Hingga saat ini, kata Kiki, penyintas juga belum memperoleh salinan hasil investagi yang dibentuk oleh UGM bahkan Agni hanya diminta mendengarkan hasilnya yang didalamnya terdapat kesimpulan terjadi pelecehan seksual.
"Ada informasi di situs UGM yang menyatakan HS akan diwisuda namun wisuda dibatalkan hingga kasus selesai,"ucapnya.
Kiki juga mengatakan penyelidikan yang dilakukan Polda Maluku pada tanggal 19 November 2018 yang berlangsung 12 jam menyebabkan penyintas kembali mengalami depresi.
"Laporan polisi ke Polda DIY juga tanpa persetujuan dari penyintas.
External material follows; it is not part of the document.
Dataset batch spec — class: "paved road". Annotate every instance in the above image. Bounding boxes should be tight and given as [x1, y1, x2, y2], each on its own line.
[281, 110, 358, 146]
Nah, kenapa kita memilih penyelesaian melalui jalur lain karena pertimbangan psikis penyintas," ungkapnya.
Kiki menyangkal pernyataan dari penyidik Polda DIY bahwa pondokan KKN AN dengan HS hanya 50 meter sedangkan dalam artikelnya Balairung Press menyatakan pondokan yang dimaksud adalah pondokan penyintas dengan teman wanitanya yang cukup jauh.
Pengaburan fakta seperti ini membuat lembaga pers mahasiswa UGM tersebut membuat berita bohong yang kemungkinan juga akan dikriminalisasi.
"Karena perkembangan kasus semakin hari semakin tidak jelas dan berpotensi memberikan tekanan psikis bagi Agni sehingga kami berdiskusi untuk menyelesaikan permasalahan yang berdampak paling ringan bagi penyintas," ucapnya.